* Primary synovial sarcoma rarely originates in the renal parenchyma. When this occurs, origin of this unusual tumor type has been the subject of debate in the literature, with a suggestion that previously reported cases may be more correctly described as renal cell carcinoma with sarcomatoid dedifferentiation. Synovial sarcoma and sarcomatoid renal cell carcinoma may be indistinguishable on pure histologie and immunohistochemical grounds, but these tumors contain distinctly different sets of chromosomal abnormalities. Most previous cases of primary renal synovial sarcoma were confirmed by molecular biology techniques, which detected the SYT-SSX gene fusion transcript typical of this tumor, but no details of the other chromosomal anomalies have been published. We report a case of primary renal synovial sarcoma confirmed by standard cytogenetic analysis, showing the characteristic t(X; 18)(p11.2:q11.2) translocation and other chromosomal aberrations that are typical of synovial sarcoma as opposed to sarcomatoid renal cell carcinoma.
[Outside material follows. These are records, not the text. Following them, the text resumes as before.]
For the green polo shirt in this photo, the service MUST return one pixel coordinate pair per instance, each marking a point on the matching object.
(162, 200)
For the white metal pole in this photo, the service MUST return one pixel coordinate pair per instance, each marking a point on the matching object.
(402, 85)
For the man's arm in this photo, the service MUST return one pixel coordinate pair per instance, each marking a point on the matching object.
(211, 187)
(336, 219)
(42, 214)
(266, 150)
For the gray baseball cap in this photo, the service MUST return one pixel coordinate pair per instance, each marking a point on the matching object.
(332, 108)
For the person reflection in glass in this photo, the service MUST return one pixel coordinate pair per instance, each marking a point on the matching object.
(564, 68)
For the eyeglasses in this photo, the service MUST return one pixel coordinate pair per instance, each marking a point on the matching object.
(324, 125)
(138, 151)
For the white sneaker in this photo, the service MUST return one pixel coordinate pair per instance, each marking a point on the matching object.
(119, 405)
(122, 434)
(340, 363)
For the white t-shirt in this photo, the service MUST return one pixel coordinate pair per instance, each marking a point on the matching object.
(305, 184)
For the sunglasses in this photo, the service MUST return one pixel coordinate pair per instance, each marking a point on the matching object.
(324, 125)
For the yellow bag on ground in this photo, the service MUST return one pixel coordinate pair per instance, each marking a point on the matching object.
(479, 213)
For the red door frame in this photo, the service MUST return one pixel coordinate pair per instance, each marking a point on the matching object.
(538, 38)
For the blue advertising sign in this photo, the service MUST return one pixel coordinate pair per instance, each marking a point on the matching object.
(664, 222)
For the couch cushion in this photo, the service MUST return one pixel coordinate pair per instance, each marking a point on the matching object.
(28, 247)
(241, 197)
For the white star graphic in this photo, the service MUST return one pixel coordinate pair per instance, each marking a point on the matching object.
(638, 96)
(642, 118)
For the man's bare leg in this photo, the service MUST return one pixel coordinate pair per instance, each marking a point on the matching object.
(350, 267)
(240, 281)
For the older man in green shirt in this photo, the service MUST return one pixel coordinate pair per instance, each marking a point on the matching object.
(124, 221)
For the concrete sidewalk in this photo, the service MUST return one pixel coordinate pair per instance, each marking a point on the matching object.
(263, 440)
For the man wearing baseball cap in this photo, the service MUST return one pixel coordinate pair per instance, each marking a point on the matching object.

(Arch Pathol Lab Med. 2005;129:238-240)
Primary renal synovial sarcoma is a rare tumor type first described in 1999(1) and further characterized by 2 separate studies in 2000.2,3 Many of these tumors were initially diagnosed as embryonal sarcoma of the kidney or adult Wilms tumor but were subsequently found to harbor the t(X;18)(p11.2:q11.2) translocation that is specific for synovial sarcoma (SS).4 Although SS is most commonly found adjacent to joints and tendons in the limbs of children and young adults, this tumor type has occasionally been identified in more uncommon sites, including head and neck, lung, heart, peritoneum, and prostate.4 To date, there are 16 cases of genetically confirmed primary renal SS reported in the English-language literature. More recently, however, some doubts have been raised as to whether these tumors should be more correctly classified as sarcomatoid renal cell carcinomas (SRCCs).5 The argument for this classification is based on the fact that mixed malignant renal tumors have historically been designated as adenocarcinomas with divergent sarcomatoid differentiation (sarcomatoid carcinoma).5 In contrast, SSs are generally thought to arise from mesenchymal stem cells capable of stromal and/or epithelial differentiation.4
If primary renal SS is indeed a form of sarcomatoid differentiation that arises from renal cell carcinoma (RCC), then it is reasonable to expect that the t(X;18)(p11.2:q11.2) translocation associated with the SS phenotype would occur within a cytogenetic profile characteristic of the underlying RCC subtype. Fifteen of the 16 previous cases of primary renal SS were diagnosed using reverse-transcription polymerase chain reaction to detect the SYT-SSX gene fusion transcript caused by the t(X;18) translocation,2,3 whereas in the one remaining case a t(X;18) translocation was identified by cytogenetic analysis but no further karyotypic details were published.2 Therefore, the background cytogenetic profile of these tumors was unknown. VVe present a case of primary renal SS assessed by standard cytogenetic analysis, which confirms a karyotype that is characteristic of SS as opposed to RCC with or without further genetic aberrations.
REPORT OF A CASE
Following an episode of macroscopic hematuria, a 60-year-old man underwent radical nephrectomy for a radiologically confirmed right-sided renal mass. After receipt of the pathology report, computed tomograms of the chest, abdomen, and pelvis showed no other lesions or evidence of metastatic disease. The patient made an uneventful recovery but developed pulmonary metastases 6 months later. Despite an initial response to chemotherapy, which included imatinib plus 5 cycles of alternating vincristine, adriamycin, and cyclophosphamide or cisplatinum and etoposide, he died 12 months after initial diagnosis.
MATERIALS AND METHODS
Routine tumor samples were fixed in 4% buffered formaldehyde and embedded in paraffin wax. Four-micrometer sections were assessed by routine hematoxylin-eosin stains and immunostains for vimentin (3B4, 1:50; Dako Corporation, Carpinteria, CaIiO, cytokeratin (AE1/AE3, 1:50, and CAM 5.2, 1:100; Dako), desmin (D33, 1:100; Dako), S100 protein (Z0311, 1:100; Dako), and CD117 (c-Kit) (M7140, 1:100; Dako). A fresh tumor sample was subjected to routine cytogenetic analysis.6 Chromosome analyses were conducted on 20 G-banded metaphases.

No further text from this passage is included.